Sami says, " I still have relatives in Syria. It is really hard, and when I think about it, I get really emotional."

His family left Syria when Sami was in 8th grade. It had become too risky for him to even go to school.

Sami says, "It was really dangerous. It wasn't safe. You don't really know when the bombing is going to happen. I used to ask my Dad, should I go to school tomorrow or the day after. He prefers not, he knows it's affecting me negatively."

At a Lexington church on Tates Creek Road, it's a Monday night.

A Boy Scout announces, "Color guard halt. Color guard, prepare to post the colors."

Today, Sami finds himself a long way from war, and Syria.

He repeats with the rest of the scouts, "I pledge allegiance to the flag of the United States of America."

Before the war, he was a Boy Scout in Syria, where it's common for scouts to be in marching bands.

In America, he graduated from high school, earned his Eagle Scout, and became an assistant scout master of a Lexington troop.
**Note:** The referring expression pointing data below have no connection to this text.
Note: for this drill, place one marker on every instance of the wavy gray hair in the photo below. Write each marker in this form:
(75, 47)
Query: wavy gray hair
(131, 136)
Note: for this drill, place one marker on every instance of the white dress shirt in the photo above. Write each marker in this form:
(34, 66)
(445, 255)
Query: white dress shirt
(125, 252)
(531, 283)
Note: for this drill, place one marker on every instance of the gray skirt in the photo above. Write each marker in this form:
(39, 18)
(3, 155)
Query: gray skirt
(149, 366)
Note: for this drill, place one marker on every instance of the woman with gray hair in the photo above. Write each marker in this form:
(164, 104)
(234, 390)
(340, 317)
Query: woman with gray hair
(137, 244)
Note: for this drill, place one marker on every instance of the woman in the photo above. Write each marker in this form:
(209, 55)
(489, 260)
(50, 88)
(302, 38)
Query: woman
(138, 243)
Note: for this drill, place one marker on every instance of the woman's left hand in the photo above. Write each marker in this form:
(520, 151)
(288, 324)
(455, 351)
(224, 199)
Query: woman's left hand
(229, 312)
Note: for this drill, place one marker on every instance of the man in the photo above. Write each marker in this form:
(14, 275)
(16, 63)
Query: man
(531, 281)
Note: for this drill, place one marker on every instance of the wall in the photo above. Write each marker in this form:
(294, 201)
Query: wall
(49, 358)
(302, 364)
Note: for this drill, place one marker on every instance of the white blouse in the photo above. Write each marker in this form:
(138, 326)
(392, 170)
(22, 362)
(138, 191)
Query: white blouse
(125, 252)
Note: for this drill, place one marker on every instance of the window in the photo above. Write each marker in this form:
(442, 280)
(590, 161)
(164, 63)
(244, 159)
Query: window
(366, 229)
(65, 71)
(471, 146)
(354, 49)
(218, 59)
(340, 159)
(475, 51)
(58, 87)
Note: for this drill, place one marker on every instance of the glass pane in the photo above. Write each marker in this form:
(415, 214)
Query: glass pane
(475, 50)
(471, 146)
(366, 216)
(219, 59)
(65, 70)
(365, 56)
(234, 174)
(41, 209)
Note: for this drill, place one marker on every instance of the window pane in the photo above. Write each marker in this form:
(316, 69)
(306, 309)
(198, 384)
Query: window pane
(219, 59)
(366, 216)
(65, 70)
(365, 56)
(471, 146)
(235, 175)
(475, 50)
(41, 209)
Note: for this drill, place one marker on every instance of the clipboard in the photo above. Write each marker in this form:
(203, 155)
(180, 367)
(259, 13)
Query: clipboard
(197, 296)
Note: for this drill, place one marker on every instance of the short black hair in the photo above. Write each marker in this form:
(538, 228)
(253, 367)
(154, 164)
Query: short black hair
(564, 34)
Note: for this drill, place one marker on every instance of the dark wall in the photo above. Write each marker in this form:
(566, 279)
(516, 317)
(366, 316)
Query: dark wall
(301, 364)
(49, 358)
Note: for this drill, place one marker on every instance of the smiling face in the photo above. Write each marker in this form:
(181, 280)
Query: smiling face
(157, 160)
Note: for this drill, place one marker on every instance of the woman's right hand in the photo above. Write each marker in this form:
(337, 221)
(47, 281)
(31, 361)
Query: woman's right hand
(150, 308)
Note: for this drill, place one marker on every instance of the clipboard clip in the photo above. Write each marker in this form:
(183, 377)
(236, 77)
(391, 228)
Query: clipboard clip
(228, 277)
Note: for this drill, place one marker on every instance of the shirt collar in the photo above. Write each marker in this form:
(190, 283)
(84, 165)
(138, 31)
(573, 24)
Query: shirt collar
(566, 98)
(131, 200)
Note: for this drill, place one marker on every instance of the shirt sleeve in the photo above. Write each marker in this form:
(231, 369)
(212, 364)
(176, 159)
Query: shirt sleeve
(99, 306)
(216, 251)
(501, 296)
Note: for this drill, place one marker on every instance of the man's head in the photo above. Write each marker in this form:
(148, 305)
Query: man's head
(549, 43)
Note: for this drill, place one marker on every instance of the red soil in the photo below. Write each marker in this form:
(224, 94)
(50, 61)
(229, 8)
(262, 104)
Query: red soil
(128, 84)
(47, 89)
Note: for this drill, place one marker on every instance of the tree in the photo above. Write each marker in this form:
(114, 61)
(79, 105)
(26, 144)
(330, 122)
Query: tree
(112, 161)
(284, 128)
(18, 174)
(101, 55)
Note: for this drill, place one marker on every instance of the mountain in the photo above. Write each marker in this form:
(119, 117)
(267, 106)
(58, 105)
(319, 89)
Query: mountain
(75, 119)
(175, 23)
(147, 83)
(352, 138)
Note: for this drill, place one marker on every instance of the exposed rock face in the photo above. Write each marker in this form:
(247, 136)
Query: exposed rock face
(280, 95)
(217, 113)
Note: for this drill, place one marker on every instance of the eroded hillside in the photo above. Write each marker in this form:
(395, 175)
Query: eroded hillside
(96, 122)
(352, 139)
Most of the younger boys have no idea from what Sami has come.

A young Scout asks Sami, "Where are you from?" Sami responds, "Syria."

The scout is impressed. "Oh Wow."

Scout Liam Cercone says, "It's really been kinda an eye opening experience to know someone like that. I mean you read the stories on the news, but it's completely different thing to know someone like that."

Scoutmaster Randy Pack says of Sami, "He doesn't shy away from anything. He wants to get in and get it done. He took on leadership roles. He goes camping with us. He does pretty much everything we do."

Sami believes the Boy Scouts helped make his transition to the USA smoother.

He says, "It got me involved in society, a lot."

The freshman at the University of Kentucky is wasting no time. He's almost a junior in college credits, studying to be a doctor like his brother and father. He says the American educational system is far better than his homeland and dreams of the day he becomes an American citizen. Right now Sami says he is legal here, classified as a "Permanent Resident."

"I would love to become an American citizen. It is something that I will be really proud of."

One day, he'd also like to return to Aleppo.

Sami says, "This is the city of my childhood, the city of my first laugh, the city of my dreams. I hope the future bodes well. We can't lose hope; it is our only way of thinking of Syria now. Hope that first of all, people stop dying, and then we can think about the city itself."